You see, facts are unrelenting. They don’t play by the rules of polite society. They don’t cater to your bias or adjust themselves to fit the narrative you want to tell. No, they stand there, immovable, taunting you with their quiet certainty. And that’s why people hate them. Because facts don’t negotiate. They expose. They undermine. They obliterate.

What makes facts truly maddening is their permanence. You can spin a story, craft a lie, build an entire world out of falsehoods, but the facts? They linger. They’re patient. They wait for the moment when your house of cards starts to wobble. And then, with the faintest gust of truth, they bring the whole thing tumbling down.

Now, don’t misunderstand me—facts aren’t just inconvenient; they’re subversive. They challenge power. They erode control. A well-placed fact is a weapon, sharper than any blade, more devastating than any bomb. It cuts through the noise, the rhetoric, the bluster, and leaves the pretenders exposed. That’s why the powerful despise them. They can’t manipulate facts without first dismantling the very idea of truth.

And so, the war on facts begins. The whispers start. “Facts are subjective.” “Facts are political.” “Facts are just tools of the opposition.” Slowly, steadily, they erode the foundation, chipping away at the credibility of truth itself. Because if you can’t kill the facts, you can at least convince people they don’t matter. That’s the game, isn’t it? Distract. Distrust. Discredit.

But here’s the irony—facts don’t need belief to exist. They don’t care whether you accept them or not. They’ll be there, long after your lies have faded, standing like ruins in the desert, undeniable in their permanence. And that’s the real insanity of it all. You can rage against the facts, deny them, twist them, bury them under mountains of nonsense, but you can’t erase them. They are the ultimate reminder of your fragility, your limitations, your failures.

That’s why facts drive people mad. Because they are relentless. They are merciless. They are incorruptible. And in a world obsessed with control, they are the one thing that cannot be tamed. They don’t just expose the truth; they demand a reckoning. And most people would rather burn the world to the ground than face the judgment of a single fact.

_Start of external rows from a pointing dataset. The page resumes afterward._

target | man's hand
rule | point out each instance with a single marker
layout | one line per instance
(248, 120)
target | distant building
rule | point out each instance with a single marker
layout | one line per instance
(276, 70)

So go ahead, rage against them. Call them conspiracies. Dismiss them as bias. Build your fortresses of falsehoods, your castles of denial. It doesn’t matter. Facts don’t need your approval. They will wait. And when the dust settles, when the lies have withered, and the illusion is gone, they’ll still be standing. Cold. Indifferent. Victorious.

That, my friends, is the beauty—and the terror—of facts. They are the final arbiters. They are the reckoning. And no matter how hard you fight, no matter how far you run, they will always, always find you.